What time do you go to bed at night? I don’t know your personal schedule. You might be an early riser or a night owl. But chances are, you let your brain chemistry be the guide. When researchers have monitored American adults, they’ve found that people go to sleep approximately two hours after their brains start to make extra melatonin, the hormone of drowsiness.
Two hours. That might mean your body starts feeling a rise in melatonin at 9:00pm, but you aren’t sleepy yet. So you go about your business, try to unwind, and then, finally, as melatonin levels keep increasing, you go to bed at 11pm.

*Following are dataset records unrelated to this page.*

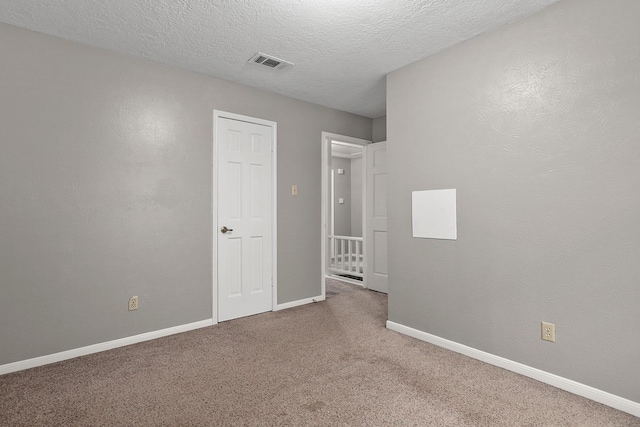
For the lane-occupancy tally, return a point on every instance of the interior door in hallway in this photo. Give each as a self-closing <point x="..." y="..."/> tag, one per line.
<point x="244" y="221"/>
<point x="376" y="275"/>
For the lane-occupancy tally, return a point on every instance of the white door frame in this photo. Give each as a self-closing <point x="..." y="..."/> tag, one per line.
<point x="217" y="114"/>
<point x="327" y="137"/>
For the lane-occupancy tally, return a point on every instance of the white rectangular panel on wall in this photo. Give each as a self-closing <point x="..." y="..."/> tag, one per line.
<point x="433" y="214"/>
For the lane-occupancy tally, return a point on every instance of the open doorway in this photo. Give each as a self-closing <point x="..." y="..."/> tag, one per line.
<point x="343" y="198"/>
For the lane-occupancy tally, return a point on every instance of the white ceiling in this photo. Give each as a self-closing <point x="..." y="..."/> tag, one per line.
<point x="342" y="49"/>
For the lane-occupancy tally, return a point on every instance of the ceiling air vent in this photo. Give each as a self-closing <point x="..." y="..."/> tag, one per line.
<point x="269" y="61"/>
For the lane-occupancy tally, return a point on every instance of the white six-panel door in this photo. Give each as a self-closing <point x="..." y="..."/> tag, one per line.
<point x="376" y="275"/>
<point x="244" y="218"/>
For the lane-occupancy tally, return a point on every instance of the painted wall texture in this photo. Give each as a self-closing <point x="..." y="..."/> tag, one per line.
<point x="379" y="129"/>
<point x="106" y="192"/>
<point x="356" y="197"/>
<point x="537" y="126"/>
<point x="342" y="190"/>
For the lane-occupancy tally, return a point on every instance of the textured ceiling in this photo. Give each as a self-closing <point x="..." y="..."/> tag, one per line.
<point x="342" y="49"/>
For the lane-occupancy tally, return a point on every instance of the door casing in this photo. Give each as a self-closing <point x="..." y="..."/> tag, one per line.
<point x="327" y="137"/>
<point x="217" y="114"/>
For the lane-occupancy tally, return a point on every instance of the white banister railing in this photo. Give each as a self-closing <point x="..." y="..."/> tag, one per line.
<point x="346" y="255"/>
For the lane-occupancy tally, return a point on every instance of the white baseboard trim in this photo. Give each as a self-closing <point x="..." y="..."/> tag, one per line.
<point x="571" y="386"/>
<point x="96" y="348"/>
<point x="298" y="303"/>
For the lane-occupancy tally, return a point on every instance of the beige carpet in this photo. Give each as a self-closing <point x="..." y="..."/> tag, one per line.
<point x="328" y="364"/>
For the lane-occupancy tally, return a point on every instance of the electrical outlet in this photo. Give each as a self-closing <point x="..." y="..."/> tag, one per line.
<point x="548" y="332"/>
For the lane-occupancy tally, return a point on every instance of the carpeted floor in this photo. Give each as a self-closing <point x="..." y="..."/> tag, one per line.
<point x="327" y="364"/>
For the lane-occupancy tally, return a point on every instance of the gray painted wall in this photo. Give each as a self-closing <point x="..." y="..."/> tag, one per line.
<point x="106" y="190"/>
<point x="356" y="196"/>
<point x="379" y="129"/>
<point x="537" y="126"/>
<point x="342" y="187"/>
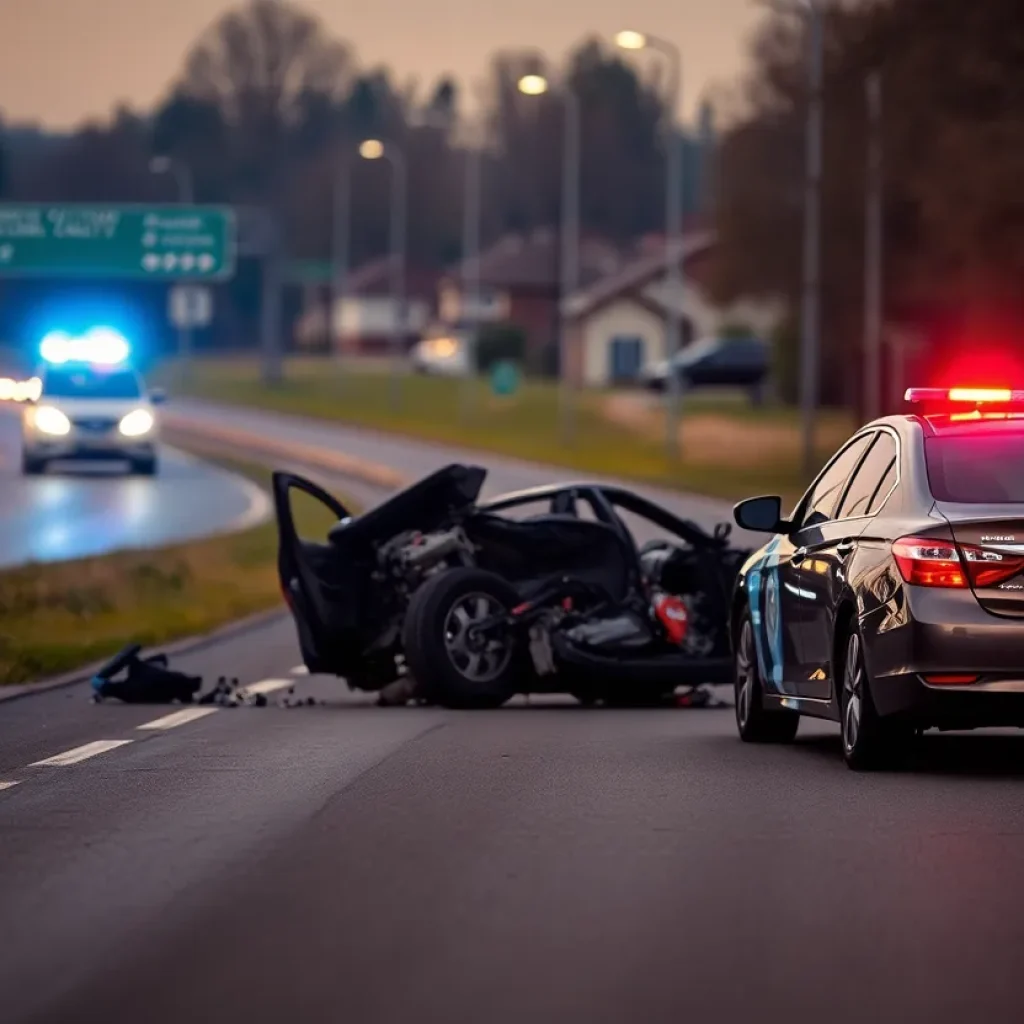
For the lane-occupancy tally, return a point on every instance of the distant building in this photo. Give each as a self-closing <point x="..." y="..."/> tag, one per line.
<point x="617" y="326"/>
<point x="365" y="320"/>
<point x="519" y="282"/>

But what about kids? Monique LeBourgeois wanted to know, so she and her colleagues fitted 45 healthy toddlers with wrist actigraphs – little bracelets that provide a continuous record of wakeful and sleep states. The researchers also asked parents to keep sleep diaries, noting when kids went to bed and when they woke up in the morning. And most importantly, LeBourgeois and colleagues devoted a day to collecting melatonin samples from the children. Starting in the afternoon, researchers hung out with families in their homes, taking saliva samples from the children every 30 minutes until one hour past the kids’ normal bedtimes.
The results were eye-opening. The average onset of the evening surge in melatonin, or “dim light melatonin onset” (DLMO), happened around 7:30pm, but kids didn’t go to bed two hours later. Instead, their average bedtime (lights out) was 8:15 pm, and – guess what – they didn’t go right to sleep. According to the actigraphs and sleep diaries, the average time of sleep onset was approximately 30 minutes later.
So the average kid was put to bed with the lights turned out just 45 minutes after his DLMO, and didn’t fall asleep for another half hour. Is this good? I don’t know. Sleep doctors often say that healthy people should be able to fall asleep within 20 minutes of putting their heads down. When it takes longer, we’re at risk for sleep problems: We may come to associate being in bed with feeling alert, and develop a kind of learned insomnia. According to this research, the average kid may be going to bed a bit too early.
And if that’s true, what about all the kids who go to bed earlier than average? Or the kids who have later-than-normal DLMOs? Some of the kids in this study took more than 90 minutes to fall asleep, and they were usually the kids with the earliest bedtimes. In fact, LeBourgeois and colleagues found that 1 in 5 kids were sent to bed before their evening melatonin surge had even begun. Imagine what that would be like – being asked to lie in bed while your brain thinks it’s time to party. No wonder if many kids resist bedtime.
Curious if these mismatched bedtimes were an important cause of sleep trouble, LeBourgeois led a follow-up study. Her team confirmed that kids whose melatonin surged later in the evening took longer to fall asleep after lights out, but it also depended on bedtime. The earlier kids were put to bed relative to their DLMOs, the longer it took them to sleep and the more they fought going to bed.
What do we make of this? The researchers suspect that many family bedtime struggles are driven not by the parents’ inability to enforce limits, but by a simple mistake: Parents are expecting kids to fall asleep before their children are biologically capable of doing so. Readjust expectations, and you might solve the problem.
But wait, I hear people ask. What about sleep requirements? If a preschooler has to wake up early, she needs to go to bed early, right? In many families, people are compelled by work and school schedules to wake up before their biological clocks are ready. What should they do?
There are no easy solutions, I’m afraid. But the research conducted by LeBourgeois and her team highlights an important point: Ignoring biology and sending alert kids to bed isn’t the answer. What makes more sense, I think, is to try to give biology a nudge, gradually, by reprogramming your child’s inner clock. Experiments suggest that exposing people to bright light early in the morning (between 6 and 8 am) helps change their circadian rhythms, making the melatonin surge happen earlier in the evening. And steering clear of counter-productive stimulants in the evening – like artificial lights, exercise, negative emotions, and too much excitement – is also crucial.